On 57th Street, they could see money coming. See it the way a trainer can see a colt’s time for one and a quarter miles when it first puts its weight on legs as wobbly as wet straws. Smell it the way farmers can smell rain that’s still two days in the distance. Feel it the way a grandma can feel that same rain from an equal distance in the marrow of her bones. And even taste it the way standing outside a bakery makes your mouth water. If you were part of a record company on 57th Street, you were on the money, part of the bedrock of the biz. Or at least you were eligible.
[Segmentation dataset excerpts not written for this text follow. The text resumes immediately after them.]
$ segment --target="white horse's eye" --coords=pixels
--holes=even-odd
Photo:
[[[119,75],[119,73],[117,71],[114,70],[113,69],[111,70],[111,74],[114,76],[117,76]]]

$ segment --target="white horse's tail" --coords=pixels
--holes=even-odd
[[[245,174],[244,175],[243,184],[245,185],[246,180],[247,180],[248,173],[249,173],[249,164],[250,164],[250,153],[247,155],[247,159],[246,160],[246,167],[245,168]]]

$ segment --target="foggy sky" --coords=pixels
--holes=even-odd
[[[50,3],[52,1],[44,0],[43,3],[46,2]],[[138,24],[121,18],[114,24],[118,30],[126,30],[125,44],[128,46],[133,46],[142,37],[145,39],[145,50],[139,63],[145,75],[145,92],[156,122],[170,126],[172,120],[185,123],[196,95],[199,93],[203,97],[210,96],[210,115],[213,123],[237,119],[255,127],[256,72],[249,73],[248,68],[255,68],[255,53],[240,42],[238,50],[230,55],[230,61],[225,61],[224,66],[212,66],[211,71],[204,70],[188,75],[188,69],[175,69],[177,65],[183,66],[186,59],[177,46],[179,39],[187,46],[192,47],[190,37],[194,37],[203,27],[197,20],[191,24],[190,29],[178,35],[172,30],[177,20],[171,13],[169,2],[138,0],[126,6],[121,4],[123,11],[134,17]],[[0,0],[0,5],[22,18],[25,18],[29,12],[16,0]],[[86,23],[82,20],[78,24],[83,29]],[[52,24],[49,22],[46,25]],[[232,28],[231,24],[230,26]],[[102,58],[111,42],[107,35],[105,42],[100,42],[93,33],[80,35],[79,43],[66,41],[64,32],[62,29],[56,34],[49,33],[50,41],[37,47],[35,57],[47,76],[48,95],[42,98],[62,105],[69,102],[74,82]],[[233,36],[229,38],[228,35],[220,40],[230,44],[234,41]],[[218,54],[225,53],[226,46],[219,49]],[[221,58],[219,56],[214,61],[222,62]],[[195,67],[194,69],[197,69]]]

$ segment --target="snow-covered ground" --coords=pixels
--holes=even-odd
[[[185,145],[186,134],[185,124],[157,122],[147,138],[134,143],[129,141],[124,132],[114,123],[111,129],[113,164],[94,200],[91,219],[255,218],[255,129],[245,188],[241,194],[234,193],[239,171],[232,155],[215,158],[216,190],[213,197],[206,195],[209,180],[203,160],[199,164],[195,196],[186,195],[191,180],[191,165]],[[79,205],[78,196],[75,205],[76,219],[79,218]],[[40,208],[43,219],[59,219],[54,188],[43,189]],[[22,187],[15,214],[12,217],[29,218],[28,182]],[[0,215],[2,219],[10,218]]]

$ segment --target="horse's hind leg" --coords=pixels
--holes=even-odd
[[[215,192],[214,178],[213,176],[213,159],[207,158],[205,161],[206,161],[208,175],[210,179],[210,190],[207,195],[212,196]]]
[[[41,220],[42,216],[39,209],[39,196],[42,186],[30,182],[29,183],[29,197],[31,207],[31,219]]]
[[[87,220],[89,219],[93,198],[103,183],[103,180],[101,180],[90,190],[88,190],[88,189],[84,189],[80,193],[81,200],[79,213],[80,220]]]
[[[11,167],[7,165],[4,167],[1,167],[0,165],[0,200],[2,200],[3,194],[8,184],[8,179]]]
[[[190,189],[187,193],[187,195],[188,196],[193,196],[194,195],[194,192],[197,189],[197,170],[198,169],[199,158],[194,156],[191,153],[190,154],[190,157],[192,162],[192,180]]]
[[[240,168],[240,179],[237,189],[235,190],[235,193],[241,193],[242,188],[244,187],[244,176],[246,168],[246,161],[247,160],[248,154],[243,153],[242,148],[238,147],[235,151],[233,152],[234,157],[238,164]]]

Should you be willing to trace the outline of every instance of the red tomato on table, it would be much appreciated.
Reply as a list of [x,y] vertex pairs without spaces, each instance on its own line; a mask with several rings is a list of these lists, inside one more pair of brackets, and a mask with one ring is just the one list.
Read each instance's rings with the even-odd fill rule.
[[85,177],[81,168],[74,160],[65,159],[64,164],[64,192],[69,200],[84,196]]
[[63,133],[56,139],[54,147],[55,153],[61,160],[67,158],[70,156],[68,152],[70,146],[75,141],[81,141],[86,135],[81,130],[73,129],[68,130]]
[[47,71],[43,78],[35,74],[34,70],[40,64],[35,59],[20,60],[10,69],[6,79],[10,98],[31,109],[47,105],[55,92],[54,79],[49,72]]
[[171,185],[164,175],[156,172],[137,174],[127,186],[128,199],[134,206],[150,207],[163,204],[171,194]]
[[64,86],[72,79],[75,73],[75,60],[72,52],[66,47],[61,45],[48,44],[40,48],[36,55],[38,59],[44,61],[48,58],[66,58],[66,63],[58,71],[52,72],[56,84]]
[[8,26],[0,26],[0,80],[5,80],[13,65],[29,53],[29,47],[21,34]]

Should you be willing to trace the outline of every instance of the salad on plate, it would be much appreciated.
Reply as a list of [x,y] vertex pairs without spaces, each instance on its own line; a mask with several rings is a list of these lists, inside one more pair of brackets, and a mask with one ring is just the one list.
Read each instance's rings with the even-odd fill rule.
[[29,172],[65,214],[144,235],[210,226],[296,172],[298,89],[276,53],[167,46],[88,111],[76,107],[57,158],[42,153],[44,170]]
This was the inside of the inside.

  I didn’t feel like a part of a profession—not one that mattered to the busy folks with briefcases banging their knees and thighs as they half-walked, half-trotted everywhere they went. It wasn’t just that I was Black, though that was never far from my consciousness; I felt like an undercover man who had shown up without his cover. Even anesthetized by good Colombian weed, I felt tense and out of place, and it was because I really was. I wasn’t unfamiliar with New York—just this part of New York, midtown. I had a house in Virginia, roughly three hundred miles south of 57th Street. In Virginia I could think. I could sit in the yard with a glass of tea and a book in the afternoon. In Virginia I could continue to write the songs and poems that people enjoyed and made me happy.
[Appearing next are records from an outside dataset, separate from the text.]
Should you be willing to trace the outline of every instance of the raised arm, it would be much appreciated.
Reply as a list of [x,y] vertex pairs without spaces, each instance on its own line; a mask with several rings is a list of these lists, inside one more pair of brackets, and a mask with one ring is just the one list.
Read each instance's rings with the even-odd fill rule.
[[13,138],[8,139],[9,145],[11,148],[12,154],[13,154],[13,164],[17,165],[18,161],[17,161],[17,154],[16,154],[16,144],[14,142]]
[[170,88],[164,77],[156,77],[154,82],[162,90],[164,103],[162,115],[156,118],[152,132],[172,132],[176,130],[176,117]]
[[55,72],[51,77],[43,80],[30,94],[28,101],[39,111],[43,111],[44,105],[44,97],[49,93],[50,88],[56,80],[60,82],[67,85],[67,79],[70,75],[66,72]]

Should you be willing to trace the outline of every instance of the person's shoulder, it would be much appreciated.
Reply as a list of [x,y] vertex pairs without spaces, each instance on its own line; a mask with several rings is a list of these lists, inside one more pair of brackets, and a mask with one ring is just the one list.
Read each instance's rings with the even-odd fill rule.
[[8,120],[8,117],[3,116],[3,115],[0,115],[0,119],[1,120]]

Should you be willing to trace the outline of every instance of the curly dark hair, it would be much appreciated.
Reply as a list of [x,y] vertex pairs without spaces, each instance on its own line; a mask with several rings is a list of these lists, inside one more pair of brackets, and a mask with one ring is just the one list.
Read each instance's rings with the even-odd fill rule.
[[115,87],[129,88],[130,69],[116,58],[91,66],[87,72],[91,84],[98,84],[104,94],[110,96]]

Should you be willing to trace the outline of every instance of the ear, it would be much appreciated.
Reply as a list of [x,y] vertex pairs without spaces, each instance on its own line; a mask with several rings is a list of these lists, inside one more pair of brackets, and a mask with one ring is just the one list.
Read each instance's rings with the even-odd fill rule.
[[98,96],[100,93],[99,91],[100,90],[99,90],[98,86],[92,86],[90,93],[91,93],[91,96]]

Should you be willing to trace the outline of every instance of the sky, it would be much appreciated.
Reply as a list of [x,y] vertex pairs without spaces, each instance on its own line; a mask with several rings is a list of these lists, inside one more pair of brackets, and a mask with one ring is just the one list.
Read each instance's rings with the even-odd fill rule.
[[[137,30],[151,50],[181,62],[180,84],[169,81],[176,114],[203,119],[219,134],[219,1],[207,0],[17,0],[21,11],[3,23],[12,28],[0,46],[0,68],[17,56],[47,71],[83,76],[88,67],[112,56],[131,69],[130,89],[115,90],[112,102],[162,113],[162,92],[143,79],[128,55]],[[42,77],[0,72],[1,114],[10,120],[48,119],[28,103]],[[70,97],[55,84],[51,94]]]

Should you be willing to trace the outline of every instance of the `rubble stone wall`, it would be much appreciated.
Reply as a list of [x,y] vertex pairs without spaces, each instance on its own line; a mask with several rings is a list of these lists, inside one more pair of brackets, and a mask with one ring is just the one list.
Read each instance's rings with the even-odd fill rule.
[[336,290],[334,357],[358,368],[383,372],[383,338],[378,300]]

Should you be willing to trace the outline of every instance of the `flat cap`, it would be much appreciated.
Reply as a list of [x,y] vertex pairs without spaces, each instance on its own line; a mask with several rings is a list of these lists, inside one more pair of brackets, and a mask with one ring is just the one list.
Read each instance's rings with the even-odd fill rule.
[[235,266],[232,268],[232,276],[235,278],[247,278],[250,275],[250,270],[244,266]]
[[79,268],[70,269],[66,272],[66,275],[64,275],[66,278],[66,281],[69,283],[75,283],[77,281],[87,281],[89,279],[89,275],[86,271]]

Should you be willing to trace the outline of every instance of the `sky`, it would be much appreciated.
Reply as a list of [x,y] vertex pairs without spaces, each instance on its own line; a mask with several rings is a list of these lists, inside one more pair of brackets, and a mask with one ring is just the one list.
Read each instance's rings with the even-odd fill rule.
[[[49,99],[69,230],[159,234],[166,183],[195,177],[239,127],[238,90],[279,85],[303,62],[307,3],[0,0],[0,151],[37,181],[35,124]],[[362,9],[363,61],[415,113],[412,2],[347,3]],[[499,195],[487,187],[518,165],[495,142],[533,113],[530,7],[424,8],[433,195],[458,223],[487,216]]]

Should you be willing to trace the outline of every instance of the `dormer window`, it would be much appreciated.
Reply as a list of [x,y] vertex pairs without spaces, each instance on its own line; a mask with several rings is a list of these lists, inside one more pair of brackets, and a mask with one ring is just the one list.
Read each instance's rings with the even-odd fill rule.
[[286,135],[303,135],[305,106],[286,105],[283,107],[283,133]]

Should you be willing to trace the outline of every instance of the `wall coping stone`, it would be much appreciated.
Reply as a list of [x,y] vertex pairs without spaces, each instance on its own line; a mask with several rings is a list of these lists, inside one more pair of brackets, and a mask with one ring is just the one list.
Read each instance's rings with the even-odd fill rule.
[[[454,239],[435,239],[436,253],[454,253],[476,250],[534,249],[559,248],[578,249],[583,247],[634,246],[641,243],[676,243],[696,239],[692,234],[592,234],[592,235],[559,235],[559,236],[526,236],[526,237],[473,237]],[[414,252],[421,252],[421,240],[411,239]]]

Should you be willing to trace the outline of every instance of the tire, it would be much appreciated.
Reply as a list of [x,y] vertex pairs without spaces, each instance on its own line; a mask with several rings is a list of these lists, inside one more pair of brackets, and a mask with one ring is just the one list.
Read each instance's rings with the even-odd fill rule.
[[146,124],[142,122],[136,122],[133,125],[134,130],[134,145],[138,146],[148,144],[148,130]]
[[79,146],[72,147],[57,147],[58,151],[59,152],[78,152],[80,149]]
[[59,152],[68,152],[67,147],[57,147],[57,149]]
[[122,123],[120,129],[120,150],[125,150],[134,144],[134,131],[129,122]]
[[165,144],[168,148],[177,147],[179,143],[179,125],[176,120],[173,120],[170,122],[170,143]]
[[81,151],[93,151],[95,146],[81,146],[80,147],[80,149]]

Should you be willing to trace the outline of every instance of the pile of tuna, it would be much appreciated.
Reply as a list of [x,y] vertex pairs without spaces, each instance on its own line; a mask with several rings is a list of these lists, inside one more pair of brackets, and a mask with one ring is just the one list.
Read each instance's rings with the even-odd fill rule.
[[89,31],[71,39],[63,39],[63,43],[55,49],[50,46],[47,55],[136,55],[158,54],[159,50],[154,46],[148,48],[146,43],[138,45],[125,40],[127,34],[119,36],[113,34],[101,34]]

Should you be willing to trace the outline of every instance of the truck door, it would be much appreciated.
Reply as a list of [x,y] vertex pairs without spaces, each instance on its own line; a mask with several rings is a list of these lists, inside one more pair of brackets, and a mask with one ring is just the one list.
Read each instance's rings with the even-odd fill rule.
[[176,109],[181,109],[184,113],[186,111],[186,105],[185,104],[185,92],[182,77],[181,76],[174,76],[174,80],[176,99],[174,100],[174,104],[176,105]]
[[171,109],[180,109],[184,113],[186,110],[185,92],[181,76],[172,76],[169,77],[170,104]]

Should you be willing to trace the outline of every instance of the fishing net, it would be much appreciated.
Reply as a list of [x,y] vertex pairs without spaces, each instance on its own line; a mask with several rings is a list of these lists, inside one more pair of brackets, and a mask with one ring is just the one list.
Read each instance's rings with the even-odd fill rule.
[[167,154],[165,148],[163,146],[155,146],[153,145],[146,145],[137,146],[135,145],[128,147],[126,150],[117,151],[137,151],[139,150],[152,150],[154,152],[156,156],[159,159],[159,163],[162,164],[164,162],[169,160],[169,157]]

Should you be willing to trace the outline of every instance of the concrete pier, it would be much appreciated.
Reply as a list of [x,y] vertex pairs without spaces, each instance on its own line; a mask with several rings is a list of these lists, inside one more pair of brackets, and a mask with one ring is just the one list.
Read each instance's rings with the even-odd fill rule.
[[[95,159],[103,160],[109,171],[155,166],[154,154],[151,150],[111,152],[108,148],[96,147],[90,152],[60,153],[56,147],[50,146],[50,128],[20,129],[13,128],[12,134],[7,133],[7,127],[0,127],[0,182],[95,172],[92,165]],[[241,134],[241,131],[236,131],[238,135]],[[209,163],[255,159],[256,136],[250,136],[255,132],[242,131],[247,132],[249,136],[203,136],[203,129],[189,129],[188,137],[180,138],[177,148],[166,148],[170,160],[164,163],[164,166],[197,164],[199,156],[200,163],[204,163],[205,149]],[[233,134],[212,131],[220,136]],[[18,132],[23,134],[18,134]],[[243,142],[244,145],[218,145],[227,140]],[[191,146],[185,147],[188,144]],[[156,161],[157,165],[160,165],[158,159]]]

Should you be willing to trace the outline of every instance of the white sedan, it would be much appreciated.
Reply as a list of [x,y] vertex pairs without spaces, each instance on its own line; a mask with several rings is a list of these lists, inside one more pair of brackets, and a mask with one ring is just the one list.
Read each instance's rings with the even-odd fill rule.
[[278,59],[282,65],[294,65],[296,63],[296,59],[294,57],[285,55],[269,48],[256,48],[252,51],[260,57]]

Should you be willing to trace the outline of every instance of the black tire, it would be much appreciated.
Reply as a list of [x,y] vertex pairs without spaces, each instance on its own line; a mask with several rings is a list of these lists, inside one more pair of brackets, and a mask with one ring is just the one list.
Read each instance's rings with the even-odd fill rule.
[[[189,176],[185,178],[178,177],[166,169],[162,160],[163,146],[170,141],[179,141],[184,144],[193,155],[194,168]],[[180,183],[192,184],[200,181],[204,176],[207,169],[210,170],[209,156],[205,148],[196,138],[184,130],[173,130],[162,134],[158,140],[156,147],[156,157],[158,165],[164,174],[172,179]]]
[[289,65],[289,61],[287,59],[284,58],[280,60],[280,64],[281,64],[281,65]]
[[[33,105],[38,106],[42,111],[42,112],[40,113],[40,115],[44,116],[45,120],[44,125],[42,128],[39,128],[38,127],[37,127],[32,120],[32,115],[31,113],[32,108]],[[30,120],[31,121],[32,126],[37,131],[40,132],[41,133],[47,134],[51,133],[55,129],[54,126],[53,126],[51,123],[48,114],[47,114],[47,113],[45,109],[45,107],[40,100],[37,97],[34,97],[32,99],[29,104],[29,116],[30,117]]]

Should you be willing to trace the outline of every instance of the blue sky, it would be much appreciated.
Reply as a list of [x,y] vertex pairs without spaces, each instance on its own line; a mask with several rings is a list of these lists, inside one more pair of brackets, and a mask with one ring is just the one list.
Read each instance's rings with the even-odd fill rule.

  But whether I liked it or not, I began to have to spend more time on West 57th Street. More than a certainty that I had the business expertise to direct our group, the band members figured I was the only one who really had the time. After all was said and done, I was the one who essentially had no life. The New York guys, Adenola, Bilal Sunni-Ali, and “Cosmic” Charlie, all had families and other vocations. There had never been any commitment on their part to full-time pursuit of positions in the record business. They all loved to play music. They made as many concessions as they could to band rehearsals, making the gigs, and teaching us all what the rhythms meant and how they could be used to help us say things. Victor Brown lived and worked in Boston. Brian, Doc, Danny, and Bob Adams lived and maintained their lives in and around D.C. They were all intelligent, with degrees and other professional expertise where college degrees would not benefit you, but none of them had either the interest, the expertise, or the independent image separate from their contribution to the group to be recognized as a spokesperson for all of us. Especially to speak for me.